Sunday 14 November 2010

Blog challenge Day 3: Your parents

My parents were very young when they had me, and they were married because they were having me. Abortions were illegal, and they got money from their parents to go to a reliable doctor, but instead they went to an ice cream parlour. I guess I should be glad for otherwise I wouldn't have been here to tell the story.

They were still at university, and they lived with granny and grandpa because a young family could not get a home of their own at that time and in that country, and also because my granny took care of me, together with great-granny and a maid. My parents loved parties, and in summers they would go on exciting travels while I was left in the country with granny. I was brought up with hard rules and was often spanked by my mother. I was forced to eat up my porridge and the hateful beet soup. My mother sew my clothes, and although I now realise that they were really pretty, I hated them because they were different from everybody else's. My mother also used to punish me by not talking to me. She would pass me without looking at me or talking to me for weeks. Then suddenly she would be as usual.

Nonetheless I always admired my mother, and she was my role model. She gave me the right books to read and took me to museums and concerts.

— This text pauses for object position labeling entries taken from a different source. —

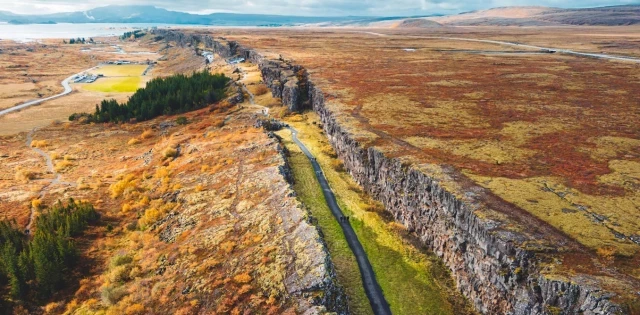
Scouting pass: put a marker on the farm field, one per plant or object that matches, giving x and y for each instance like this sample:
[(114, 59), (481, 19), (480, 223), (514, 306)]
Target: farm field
[(120, 70), (20, 71), (115, 84), (217, 218)]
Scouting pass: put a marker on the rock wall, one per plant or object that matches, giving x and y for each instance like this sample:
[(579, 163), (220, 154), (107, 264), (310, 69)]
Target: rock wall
[(301, 284), (495, 274)]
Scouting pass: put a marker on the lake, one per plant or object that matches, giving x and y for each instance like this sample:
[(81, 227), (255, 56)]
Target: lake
[(30, 32)]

When she got her PhD at the age of 36, which was late by all standards, she said she expected me to beat her. I didn't, I also got my PhD at 36, but it was after two interrupted PhDs, so I hope she wasn't too disappointed.

My father was a heavy drinker and a genius and lived in his ivory tower. When I was a teenager we spent our summers in an artists' colony in Karelia, and he and I would go fishing and mushroom picking. I would hear his music growing out of our walks. I was proud of him at performances. He was never angry with me, but he was detached. I only realised how much I loved him after it was too late.

When I started to have boyfriends, my mother developed the typical evil stepmother syndrome and ruined every relationship I had. I realised it many years later, but of course a daughter of marriageable age implied that she was over the hill while she was still young enough to be the prettiest of them all. It is hard to imagine not being loved by one's mother, and it took me years to get free of her deadly grip on me. Even now I sometimes feel that she can get at me if she cared enough. Luckily, she pretends I don't exist. Nobody has hurt me as much as she did, and yet I am grateful for everything she did for me. I am not like her, but almost everything I am is her doing. Despite and not because.


2 comments:

Unknown said...

Dear Maria,
I see you are referring to the USSR in your story. Do you now dear that now,in this 'democratic' society is even more impossible to get a flat for a family?
It WAS much easier at Soviet Times.
There were no homeless and jobless people then, unlike nowadays.
73% of people now want the USSR standards back, because all the capitalistic stuff which was brought here hurt 90% of the population severely!
You, obviously, left your Motherland and it is sad to see you scolding it.
Not good.

Maria Nikolajeva said...

I am not scolding my former country, just sharing experience. I have friends and relatives in Russia, and I have no illusions about what everyday life is like there now.